Telemedicine, which literally means medical assistance delivered through telecommunications technology, is becoming highly fashionable. During the first nine months of 2014, the sector attracted total investment of $172 million, a substantial figure though not up to the level of e-health’s digital bigger brother, Big Data and Analytics. In the United States at least, telemedicine is now regarded as an ‘everyday’ service which is being more widely used as the opportunities offered by information and communication technology increase. However, US legislation is still proving a limiting factor, and the expansion of the on-demand approach to providing medical help is currently dependent on good relations between the providing firms and local or state authorities.

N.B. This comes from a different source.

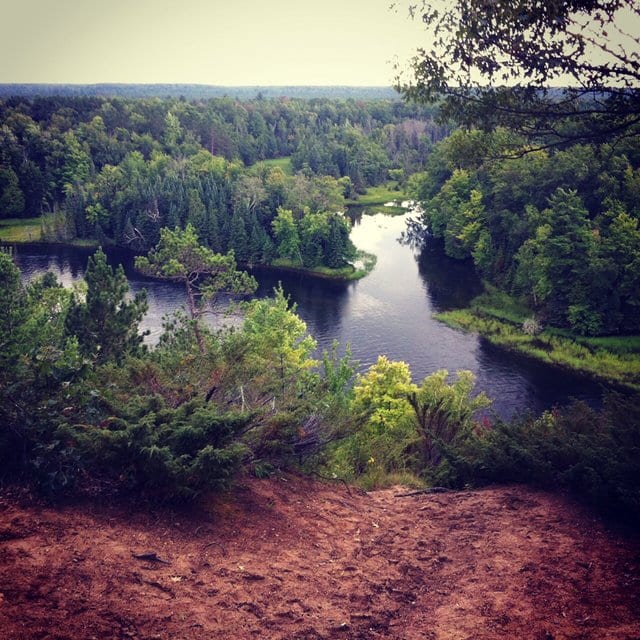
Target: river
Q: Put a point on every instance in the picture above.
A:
(388, 312)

In this sector, San Francisco-based startup Doctor On Demand is the fastest growing company. It secured Series A funding amounting to $21 million from well-known tech investors including Andreessen Horowitz and Google Ventures in August and has a large network of qualified and certified medical doctors. It offers on-demand medical services for run-of-the-mill illnesses at a fixed price of $40 per consultation, plus also specialist pediatric care and counselling on breast-feeding for new mothers, also at a fixed fee per consultation. Patients can get in touch with a doctor fast via an app which is available for iOS and Android devices and also the web.
Meanwhile Doctor On Demand has just added a new range of services linked to mental health needs, not on-demand this time but available on a traditional appointment basis via the app. As Doctor On Demand has a network of 300 psychologists, there is a considerable choice of therapists. Prices range from $50 for a 25 minute consultation to $95 for 50 minutes. Prior to the consultation, the patient is expected to provide some basic details and answer questions regarding the problems s/he is encountering.
The company’s Chief Medical Officer Dr Pat Basu argues that the virtual consultation approach will help people to overcome their reluctance to consult a therapist regarding their psychological issues. Other startups, including New York-based iCouch and Pretty Padded Room – a graduate of the iconic US seed accelerator Y Combinator – offer similar psychotherapy services, the main difference being that patients can be cross-referenced to physician care should they need prescription medication or treatment for specific medical conditions. The new addition to the app services may seem an ambitious step, but according to the United States national public health institute, the Centers for Disease Control and Prevention (CDC), approximately 50% of all US citizens will experience mental or emotional health issues at some point in their lives but a significant proportion of these will be too wary of the supposed stigma to seek professional help for their condition.